Выбрать главу

Наступило молчание, и все звуки поляны и леса словно соединились, чтобы углубить это молчание.

— Помоги-ка, — сказала Марина, и это «ка» было по-особенному дорого в ней.

Она оперлась на Сергея, сняла с одной ноги тапку, вытряхнула ее, заглянула в нее и, убедившись, что муравьев нет, вновь обула, затем, все не отпуская Сергея, вытряхнула непрошеных гостей и из второй тапки.

Вздохнув, она распрямилась, и тут Сергей увидел муравья. Тот быстро передвигался по руке Марины, находя дорогу между редкими золотистыми волосиками, должно быть казавшимися ему большими деревьями. Сергей протянул руку, муравей пересел на его палец, словно только и ждал этого момента.

— Сбрось на землю, — засмеялась Марина, ее носогубные складки вздрогнули брезгливо. — Ужас!

Но ему приятен был этот муравей, только что двигавшийся по ее коже. Сергей приблизил ладонь к своему лицу, и ему показалось, что муравей улыбается.

— Пойдем, — Марина стала собирать ромашки, и он помогал ей. Сергей подумал, что цветам уже надоело расти и они просились в руки к Марине. И еще он думал, что если бы поцеловал Марину на поляне, то не было бы в нем сейчас той возвышающей радости, которая пружинила ноги, не было бы этой звонкой лесной тишины и той чуткости, откликаемости всему, которая царила сейчас в нем, затопляя все другие чувства.

Ужинали в саду за столом. Темнота еще с трудом просеивалась через остатки света. Иван Иванович снова говорил:

— Редис сейчас на рынке по сорок — пятьдесят копеек, а мы уже второй урожай снимаем. У нас — бесплатно, — и он сделал широкий жест в сторону тазика, где лежал и редис, и укроп, и салат и где было, казалось, все, что можно вырастить на огороде.

Сергей неуверенно взял редисину, она показалась ему водянистой, и он заставил себя проглотить ее.

— Вкусно? — довольно спросил Иван Иванович.

Евгения Тимофеевна делала бутерброды, и Сергей почувствовал всем слухом, всем телом, что и она ждет его ответа.

И он ощутил — есть многое в жизни, чего он не понимает: ведь должно же быть ясное объяснение тому, что побуждает жить вместе этих далеких друг другу людей. Видно было, что настоящую радость хозяину дома доставляет не работа, а его дача. Ходить в чиненых-перечиненых брюках и драной рубашке, чувствовать себя деревенским человеком.

И Сергей сказал:

— Лучше редиски я и не пробовал. — Ему казалось, что он видит, как краснеют у него мочки ушей.

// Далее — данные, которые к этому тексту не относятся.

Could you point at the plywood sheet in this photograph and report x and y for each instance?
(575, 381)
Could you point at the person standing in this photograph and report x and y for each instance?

Евгения Тимофеевна подняла голову и внимательно посмотрела на него, он почувствовал одобрение в ее движении и удовлетворение оттого, что он так правильно вписался в эту семейную игру, где двое, ради семейного благополучия, которое они называют покоем, подыгрывают третьему. И думают, что третий не догадывается об этом.

Марина взглянула на Сергея с насмешкой, как бы читая его мысли, и насмешка эта спряталась в уголке губ. Вначале лицо ее было напряжено и даже брови поднялись в ожидании, но теперь она смотрела именно с насмешкой, и в нем поселилось раздражение: за что? Ведь он все делал ради нее.

Он смотрел, как Евгения Тимофеевна наклоняется над тарелкой, и ему пришло в голову, что ее имя-отчество должно принадлежать массивной, ширококостной, с заметными жировыми отложениями женщине, а она худощава и миловидна той миловидностью, какая бывает у тридцатилетних женщин, хотя ей шел пятый десяток. И многие имена и отчества, думал Сергей, как бы несут в себе внешний вид их обладателей, уживаются с ними заранее, предрекают, предчувствуют его собой. Иван Иванович как нельзя лучше отвечал своим видом этому умозаключению Сергея, родившемуся по наитию, а значит — верному.